Friday, February 13, 2009

P36. Pick Points

So today was Power day at CERAweek, and the President of the Environmental Defense Fund was pressing for increased research and development for carbon capture and storage. But he recognized that there would no industrial participation until there is more guidance from the Administration. They have already given Congress a blueprint on how to enact a carbon cap and trade legislation, and urged action. He was opposed by the Marathon CEO speaking instead for a carbon tax as being more simple, since cap and trade is a market set up by the government., and would provoke more volatility (and price rises) in that market.

The CEO of Energy Future Holdings bragged on Texas’ position as a leader in wind technology, and its willingness to adapt the grid to input from renewables. Given the need for a heavy investment in new plant (sometimes just to replace old capacity not to increase it) the demands for the great amounts of capital this will require was predicted to lead to consolidation in the industry, according to the CEO of PPL Corp of Pennsylvania. There are currently some 200 companies invested in the power production business, and with the demand for new plants (which are planned to be about half coal and half natural gas) the money will have to come from somewhere (including the general public.)

Looking at the scene from Michigan the CMS Energy President noted that his coal plant fleet was an average of 50-years old, and while demand would not rise, plant needed to be replaced because of age. Trying to permit a new coal-fired power plant was like “swimming upstream.” They had a plant replacement planned for Bay City but this has been postponed two years to 2017, even though the new plant was over rock which would be suitable for CCS. Collectively the industry is beginning to accept cap and trade, and just hopes that the money goes into research and development, instead of social programs.

Nissan is anticipating rolling out an electric car next year, that will be generally available by 2012. The plant will go into Tennessee, and they hope to see 10% of the fleet sold to be electric by 2020., though this depends on an agreement for a charging network, and that hasn’t been resolved yet. That may put up pollution, since the power must come from somewhere Pacific Gas & Electric said that either drivers learned to plug in and charge in off-peak hours or the country would need a lot of new electricity generating plants. There may be meters that would control activation and thus help to solve the “plug-in time” problem.

The next topic was biofuels, BP felt that these would comprise 10 – 20% of liquid fuels by 2030. It will take a billion hectares growing sugarcane to produce the ethanol to replace gasoline totally around the world, In a recent report (Sandia and General Motors said that the country could produce 90 billion gallons of ethanol, by 2030 this would replace a third of the 140 billion gallons of gasoline being used – but five sixths of the total must come from cellulosic ethanol (which we don’t have ready even in the lab yet). “P.S.” they added, “send money.”

The economists on the panel felt that the recession though severe should turn around within the year. But the blame game on that has started.

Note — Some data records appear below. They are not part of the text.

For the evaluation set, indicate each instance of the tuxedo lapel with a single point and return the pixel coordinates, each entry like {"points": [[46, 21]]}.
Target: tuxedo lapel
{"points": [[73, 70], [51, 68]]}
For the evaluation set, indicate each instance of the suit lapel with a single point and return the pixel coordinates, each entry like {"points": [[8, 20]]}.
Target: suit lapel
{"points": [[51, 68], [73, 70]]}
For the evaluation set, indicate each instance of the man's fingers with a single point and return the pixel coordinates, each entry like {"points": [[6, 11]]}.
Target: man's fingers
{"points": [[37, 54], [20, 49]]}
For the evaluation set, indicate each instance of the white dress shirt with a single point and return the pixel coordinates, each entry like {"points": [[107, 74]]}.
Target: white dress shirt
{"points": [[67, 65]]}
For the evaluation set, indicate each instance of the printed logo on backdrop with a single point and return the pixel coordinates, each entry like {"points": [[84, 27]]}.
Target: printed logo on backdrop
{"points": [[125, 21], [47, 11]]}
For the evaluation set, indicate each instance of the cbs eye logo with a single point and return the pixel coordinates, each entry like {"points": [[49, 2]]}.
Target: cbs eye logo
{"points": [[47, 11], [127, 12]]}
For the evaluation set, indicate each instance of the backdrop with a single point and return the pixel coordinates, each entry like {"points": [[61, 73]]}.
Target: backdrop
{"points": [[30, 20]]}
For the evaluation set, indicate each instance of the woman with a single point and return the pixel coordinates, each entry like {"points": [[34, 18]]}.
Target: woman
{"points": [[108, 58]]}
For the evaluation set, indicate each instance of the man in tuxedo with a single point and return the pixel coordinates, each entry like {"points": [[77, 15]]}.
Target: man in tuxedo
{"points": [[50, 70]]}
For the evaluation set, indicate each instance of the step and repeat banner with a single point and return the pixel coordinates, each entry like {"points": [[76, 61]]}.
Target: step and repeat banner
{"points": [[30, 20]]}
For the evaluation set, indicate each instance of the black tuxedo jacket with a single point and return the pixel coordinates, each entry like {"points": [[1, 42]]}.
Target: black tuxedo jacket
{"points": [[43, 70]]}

With the Shtokman field now being scheduled for development, Total is committing to $200 million on engineering studies, while the main base for the operation may end up in Norway. Part of this recent surge in activity may because Russia is suddenly realizing it will have to increase incentives if it is to halt an anticipated drop in production. The intent is to change the tax structure so that investment in new fields will be encouraged, now it is not. Remember that in Russia oil revenue taxes provide 43% of budget revenues.